Hello and after a long, long hiatus, welcome to a special Anime Chop Block
Today, I will be reviewing a show that actually gave me feelings of excitement and boredom, a show that both exceeded my expectations and went under them. I am talking about Thunderbolt Fantasy
But wait, you might ask, those are puppets, not animated characters. Well, this show’s history is why I find it worthy of putting it on Anime Chop Block. The show was started in 2014 when Gen Urobuchi, the writer of Madoka Magica and Fate/Zero, came across a booth at a Tawainese convention headed by Pili. Now Pili specializes in Taiwanese Glove Puppetry and have been combining Puppets with CGI for years. Gen was inspired by the puppetry shown at the booth and contacted Pili to help make a show for both puppetry fans and anime fans. As such, Thunderbolt Fantasy’s first episode was released in Japan on July 8 of 2016.
The story takes place in an eastern fantasy setting and starts with two siblings being chased by the Xuan Gui Zong gang for two parts of a sword that they have in their procession. One of them dies but the other, Dan Fei, gets away and finds himself running into Shang Bu Huan, a travelling swordsman, and Lin Xue Ya, a man with mystery surrounding him. Dan Fei convinces Shang and Lin to accompany her to take the sword part that her brother had on her and gathers allies to help.
The story itself is a classic example of Wuxia, a genre of Chinese fiction involving marital arts, personal codes of conduct, and some mysticism relating to Qi, a form of energy supposedly found in all people. As such, it follows a setup that many RPG gamers will find familiar; get allies, fight to get the mcguffin and beat the boss. This unfortunately results in a middle section of the show where it feels dull and slow with the team gathering allies to reach the Xuan Gui Zong headquarters. The beginning portion of the show however impresses with a brisk pace and rapid introduction of a varied set of characters. From a demon necromancer needed to cross a field of zombies, to an assassin that loves to fight, to an old archer with an ambitious apprentice, the cast of the show helps carry the show through it’s slower section by creating entertaining banner between the cast. Characterization however is fairly one note; most of the characters are tropes. But each of the characters fulfills that trope well and some, like Dan Fei, do have some development relating to the events of the show.
The end of the show also is a delight, with a lot of twists that people may have seen coming and some elements of Urobuchi’s thematic writing starts to show. Urobuchi mainly reflects on people’s good and evil sides and the show has it’s characters be deceptive with some of them being outright villains even on the “hero’s” side. However, there are still people of strong moral convictions and heroism that manage to win in the end. However, the very ending of the show, while it fits the themes set by the show, may make people feel shafted due to how the final boss is beaten.

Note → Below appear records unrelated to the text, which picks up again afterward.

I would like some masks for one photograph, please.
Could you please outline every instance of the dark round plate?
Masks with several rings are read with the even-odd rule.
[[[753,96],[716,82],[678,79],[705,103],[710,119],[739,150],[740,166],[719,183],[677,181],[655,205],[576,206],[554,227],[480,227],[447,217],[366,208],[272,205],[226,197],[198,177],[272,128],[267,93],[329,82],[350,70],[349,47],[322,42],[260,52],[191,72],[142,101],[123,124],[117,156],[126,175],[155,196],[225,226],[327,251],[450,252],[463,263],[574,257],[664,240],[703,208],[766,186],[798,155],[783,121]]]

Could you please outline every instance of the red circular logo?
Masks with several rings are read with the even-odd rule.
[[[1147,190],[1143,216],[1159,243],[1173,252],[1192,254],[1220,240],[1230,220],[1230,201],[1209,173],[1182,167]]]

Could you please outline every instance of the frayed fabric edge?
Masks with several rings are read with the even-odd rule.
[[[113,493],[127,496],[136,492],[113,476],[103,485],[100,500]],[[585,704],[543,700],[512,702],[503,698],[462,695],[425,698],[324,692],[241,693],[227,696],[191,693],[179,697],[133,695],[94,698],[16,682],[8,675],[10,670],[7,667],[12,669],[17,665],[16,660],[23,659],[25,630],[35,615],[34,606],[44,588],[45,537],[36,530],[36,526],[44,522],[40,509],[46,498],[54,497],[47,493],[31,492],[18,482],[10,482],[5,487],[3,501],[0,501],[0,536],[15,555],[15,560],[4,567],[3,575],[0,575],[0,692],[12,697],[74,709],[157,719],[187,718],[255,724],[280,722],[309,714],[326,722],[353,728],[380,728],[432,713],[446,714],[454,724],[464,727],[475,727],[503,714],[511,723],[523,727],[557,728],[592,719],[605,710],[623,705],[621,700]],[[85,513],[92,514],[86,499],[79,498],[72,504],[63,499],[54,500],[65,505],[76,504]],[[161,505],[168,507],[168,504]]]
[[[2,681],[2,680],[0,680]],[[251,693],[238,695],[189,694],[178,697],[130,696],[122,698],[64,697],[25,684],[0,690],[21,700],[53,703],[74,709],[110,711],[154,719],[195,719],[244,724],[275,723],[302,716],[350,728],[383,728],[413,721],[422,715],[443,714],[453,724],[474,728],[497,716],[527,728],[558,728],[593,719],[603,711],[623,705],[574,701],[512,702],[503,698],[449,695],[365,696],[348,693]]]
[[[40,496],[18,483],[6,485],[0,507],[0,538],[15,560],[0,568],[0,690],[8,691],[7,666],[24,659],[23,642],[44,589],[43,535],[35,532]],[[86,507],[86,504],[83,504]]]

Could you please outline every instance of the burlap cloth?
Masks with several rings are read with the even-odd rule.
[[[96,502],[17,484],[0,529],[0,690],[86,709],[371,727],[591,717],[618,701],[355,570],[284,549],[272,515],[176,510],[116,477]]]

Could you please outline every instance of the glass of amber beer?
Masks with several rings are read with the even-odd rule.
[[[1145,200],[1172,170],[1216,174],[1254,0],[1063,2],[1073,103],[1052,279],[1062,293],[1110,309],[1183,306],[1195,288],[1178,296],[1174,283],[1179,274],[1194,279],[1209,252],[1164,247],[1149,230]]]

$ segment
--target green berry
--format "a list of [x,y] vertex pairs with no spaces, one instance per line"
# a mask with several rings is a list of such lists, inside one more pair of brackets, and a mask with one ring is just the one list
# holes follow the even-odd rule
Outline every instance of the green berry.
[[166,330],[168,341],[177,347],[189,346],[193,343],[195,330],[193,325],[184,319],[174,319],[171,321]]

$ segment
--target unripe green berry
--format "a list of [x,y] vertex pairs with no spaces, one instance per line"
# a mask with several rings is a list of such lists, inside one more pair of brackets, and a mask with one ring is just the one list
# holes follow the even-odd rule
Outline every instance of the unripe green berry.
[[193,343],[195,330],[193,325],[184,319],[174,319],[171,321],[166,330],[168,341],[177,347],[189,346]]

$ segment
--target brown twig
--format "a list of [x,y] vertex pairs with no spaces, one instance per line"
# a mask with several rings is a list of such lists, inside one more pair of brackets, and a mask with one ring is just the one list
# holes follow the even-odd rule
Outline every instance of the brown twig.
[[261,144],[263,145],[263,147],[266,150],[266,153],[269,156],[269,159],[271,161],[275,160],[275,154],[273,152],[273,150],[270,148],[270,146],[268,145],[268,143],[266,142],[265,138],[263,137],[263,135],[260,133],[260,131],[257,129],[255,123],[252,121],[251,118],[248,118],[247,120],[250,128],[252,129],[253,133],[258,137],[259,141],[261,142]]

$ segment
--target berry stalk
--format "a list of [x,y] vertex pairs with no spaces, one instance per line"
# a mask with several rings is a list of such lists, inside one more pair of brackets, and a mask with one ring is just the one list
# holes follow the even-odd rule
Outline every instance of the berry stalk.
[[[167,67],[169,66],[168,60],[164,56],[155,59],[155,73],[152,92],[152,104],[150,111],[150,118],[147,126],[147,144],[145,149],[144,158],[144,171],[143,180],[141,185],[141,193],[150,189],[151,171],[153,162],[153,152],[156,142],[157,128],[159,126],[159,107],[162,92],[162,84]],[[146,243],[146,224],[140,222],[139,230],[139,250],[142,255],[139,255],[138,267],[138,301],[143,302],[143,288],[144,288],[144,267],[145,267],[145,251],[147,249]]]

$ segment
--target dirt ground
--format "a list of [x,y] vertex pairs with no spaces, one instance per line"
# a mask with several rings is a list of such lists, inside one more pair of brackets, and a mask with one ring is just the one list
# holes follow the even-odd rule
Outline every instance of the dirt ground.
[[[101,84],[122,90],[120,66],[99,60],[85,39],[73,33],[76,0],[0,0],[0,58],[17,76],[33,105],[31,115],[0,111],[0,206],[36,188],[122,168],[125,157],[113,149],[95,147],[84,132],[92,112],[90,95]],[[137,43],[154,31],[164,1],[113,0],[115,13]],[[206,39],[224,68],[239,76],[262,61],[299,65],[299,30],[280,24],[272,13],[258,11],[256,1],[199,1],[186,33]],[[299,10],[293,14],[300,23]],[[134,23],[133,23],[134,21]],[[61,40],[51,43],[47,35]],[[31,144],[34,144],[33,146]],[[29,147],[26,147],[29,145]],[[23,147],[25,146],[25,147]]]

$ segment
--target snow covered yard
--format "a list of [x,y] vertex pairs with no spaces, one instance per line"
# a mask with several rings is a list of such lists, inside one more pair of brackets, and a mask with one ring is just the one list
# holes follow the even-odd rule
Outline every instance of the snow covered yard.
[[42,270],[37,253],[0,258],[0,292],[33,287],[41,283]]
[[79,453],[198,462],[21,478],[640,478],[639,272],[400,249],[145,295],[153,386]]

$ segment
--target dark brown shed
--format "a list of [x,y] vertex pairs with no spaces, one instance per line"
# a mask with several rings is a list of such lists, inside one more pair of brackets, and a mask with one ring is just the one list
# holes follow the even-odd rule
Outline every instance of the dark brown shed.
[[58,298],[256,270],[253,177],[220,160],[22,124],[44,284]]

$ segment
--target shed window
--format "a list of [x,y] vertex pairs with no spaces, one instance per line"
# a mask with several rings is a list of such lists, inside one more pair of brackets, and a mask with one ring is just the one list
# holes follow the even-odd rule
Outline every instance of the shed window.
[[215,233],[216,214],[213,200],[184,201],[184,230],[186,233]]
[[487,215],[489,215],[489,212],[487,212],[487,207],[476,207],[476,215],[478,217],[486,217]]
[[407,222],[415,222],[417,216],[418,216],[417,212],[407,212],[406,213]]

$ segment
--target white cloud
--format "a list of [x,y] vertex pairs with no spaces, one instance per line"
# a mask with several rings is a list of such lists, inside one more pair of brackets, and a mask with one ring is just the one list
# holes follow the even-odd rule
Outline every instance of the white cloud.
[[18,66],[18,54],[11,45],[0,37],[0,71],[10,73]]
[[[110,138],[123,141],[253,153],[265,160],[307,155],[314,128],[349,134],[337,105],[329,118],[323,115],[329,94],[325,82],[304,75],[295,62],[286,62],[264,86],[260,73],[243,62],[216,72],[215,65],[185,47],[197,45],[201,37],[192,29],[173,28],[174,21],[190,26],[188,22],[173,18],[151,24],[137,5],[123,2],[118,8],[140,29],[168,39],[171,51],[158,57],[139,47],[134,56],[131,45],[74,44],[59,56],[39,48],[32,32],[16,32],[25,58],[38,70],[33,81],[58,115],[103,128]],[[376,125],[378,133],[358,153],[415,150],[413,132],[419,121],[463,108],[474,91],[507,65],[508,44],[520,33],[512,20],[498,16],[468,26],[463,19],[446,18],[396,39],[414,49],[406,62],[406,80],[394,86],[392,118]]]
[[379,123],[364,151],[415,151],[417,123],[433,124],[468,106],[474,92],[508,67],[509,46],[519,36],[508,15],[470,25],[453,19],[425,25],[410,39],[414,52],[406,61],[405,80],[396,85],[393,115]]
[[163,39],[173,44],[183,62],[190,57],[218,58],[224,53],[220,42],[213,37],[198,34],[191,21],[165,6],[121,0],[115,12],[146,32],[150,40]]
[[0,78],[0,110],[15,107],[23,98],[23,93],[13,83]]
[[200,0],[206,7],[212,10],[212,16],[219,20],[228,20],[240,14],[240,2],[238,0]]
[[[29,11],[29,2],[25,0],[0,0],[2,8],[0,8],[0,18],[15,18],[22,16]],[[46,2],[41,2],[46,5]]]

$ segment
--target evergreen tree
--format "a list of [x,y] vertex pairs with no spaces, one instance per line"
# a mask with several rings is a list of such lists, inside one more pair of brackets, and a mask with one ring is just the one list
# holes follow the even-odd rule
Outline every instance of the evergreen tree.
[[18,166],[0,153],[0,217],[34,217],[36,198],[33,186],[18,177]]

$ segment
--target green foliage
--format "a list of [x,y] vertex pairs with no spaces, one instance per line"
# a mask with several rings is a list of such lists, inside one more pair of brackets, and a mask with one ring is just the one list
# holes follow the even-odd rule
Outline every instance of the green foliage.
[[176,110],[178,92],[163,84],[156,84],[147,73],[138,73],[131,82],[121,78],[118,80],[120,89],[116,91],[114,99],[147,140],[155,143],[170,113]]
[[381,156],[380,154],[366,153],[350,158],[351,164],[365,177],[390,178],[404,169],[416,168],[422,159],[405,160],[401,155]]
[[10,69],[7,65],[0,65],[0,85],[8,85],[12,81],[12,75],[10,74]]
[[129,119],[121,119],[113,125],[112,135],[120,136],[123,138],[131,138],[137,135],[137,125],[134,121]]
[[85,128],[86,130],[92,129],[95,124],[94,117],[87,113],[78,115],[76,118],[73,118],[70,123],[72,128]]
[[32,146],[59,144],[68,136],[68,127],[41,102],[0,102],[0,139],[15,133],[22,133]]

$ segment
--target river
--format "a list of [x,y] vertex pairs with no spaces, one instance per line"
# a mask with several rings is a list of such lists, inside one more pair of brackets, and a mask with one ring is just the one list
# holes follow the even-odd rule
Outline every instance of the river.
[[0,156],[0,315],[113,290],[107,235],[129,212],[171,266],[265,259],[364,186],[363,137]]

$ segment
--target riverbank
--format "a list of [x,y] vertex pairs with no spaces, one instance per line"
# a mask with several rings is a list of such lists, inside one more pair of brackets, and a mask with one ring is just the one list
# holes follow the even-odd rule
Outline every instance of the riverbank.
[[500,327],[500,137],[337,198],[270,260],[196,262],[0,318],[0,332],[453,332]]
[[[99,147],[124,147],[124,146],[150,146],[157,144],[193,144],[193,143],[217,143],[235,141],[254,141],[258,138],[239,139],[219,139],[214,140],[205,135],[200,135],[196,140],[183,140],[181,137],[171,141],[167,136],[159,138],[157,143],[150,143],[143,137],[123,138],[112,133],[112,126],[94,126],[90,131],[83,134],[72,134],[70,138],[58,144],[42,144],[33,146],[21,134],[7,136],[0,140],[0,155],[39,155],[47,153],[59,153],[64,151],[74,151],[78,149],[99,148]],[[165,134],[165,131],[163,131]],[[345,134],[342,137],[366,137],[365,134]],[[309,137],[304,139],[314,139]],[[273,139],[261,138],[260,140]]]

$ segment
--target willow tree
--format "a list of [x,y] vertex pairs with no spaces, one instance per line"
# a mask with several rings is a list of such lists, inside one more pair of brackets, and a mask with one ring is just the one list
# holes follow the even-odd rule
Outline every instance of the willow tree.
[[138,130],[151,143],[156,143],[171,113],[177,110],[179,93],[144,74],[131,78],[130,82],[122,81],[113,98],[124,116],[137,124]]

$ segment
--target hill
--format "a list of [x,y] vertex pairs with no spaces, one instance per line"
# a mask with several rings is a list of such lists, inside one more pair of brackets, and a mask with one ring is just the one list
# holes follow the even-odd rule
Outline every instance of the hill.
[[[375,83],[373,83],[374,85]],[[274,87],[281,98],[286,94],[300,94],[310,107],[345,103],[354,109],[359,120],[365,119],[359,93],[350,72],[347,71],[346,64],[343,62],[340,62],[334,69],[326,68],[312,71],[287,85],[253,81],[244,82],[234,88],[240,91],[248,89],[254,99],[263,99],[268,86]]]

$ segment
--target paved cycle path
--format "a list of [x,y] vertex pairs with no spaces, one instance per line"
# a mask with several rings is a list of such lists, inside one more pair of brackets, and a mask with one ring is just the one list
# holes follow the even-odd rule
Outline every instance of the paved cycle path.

The technical are where the show truly shines. Even in the slow scenes, the puppets are posing and gesturing in a way that’s common for Chinese opera. This is made possible by the detail put into the puppets; the eyes, mouth, fingers, arms and legs are fully articulated. In addition, the puppets are fully clothed in multiple layers complete with jewelry and even have blood effects. These puppets are far more than the simple puppets from Sesame Street and this enables emotion to be communicated in the slow scenes and for the characters to be able to handle the wirework action that they are subjected to. That wirework enables the show to truly fit the Wuxia label by having the characters fly around, swing their weapons with skill and it’s all supplemented with the use of CG to help add effects like particles and magic to the fights. The combination of CG and wirework creates surreal fight that feels like a dance between combatants and that brick cutting of the camera that manages to let the hit resonate while shifting to convey speed helps.
Voice acting is a bit of a contradiction. The seiyuus are clearly overacting in some scenes but that’s not really an issue with this show as the gestures and plot of the show are so absurd so it balances out in the end. Junichi Suwabe as Shang Bu Huan is an intereting counterpoint though as he plays the reluctant and slightly lazy hero. He clearly accents his voice with a slow cadence that suggest weariness and exasperation with the situation.
On a music front, one interesting thing of note is the opening, Reimei, by T.M. Revolution. It’s an upbeat energetic piece that does set the mood for the show’s over the top narrative and action. As such, I can say that it works well. On a background front, they really don’t have that notable tracks, they have like two for action scenes and one for slower scenes. That said, the tempo of the pieces changes for the situation and allows for longer mileage of the pieces.
A side comment for those watching the Crunchyroll version is that the audio will use the Japanese version of the character names but the subtitles will use the Chinese version. It can be annoying to people from a start but you start to make an association between the names quickly.
The best way to describe Thunderbolt Fantasy is “Over the Top Wuxia”. While it does have some slow points in it’s narrative and the ending may make people irritated, the show ultimately manages to keep the viewer coming back week after week to see what insane thing they will come up with next and satisfies it with some impressive fights that manage to rival some of the big shots in animation.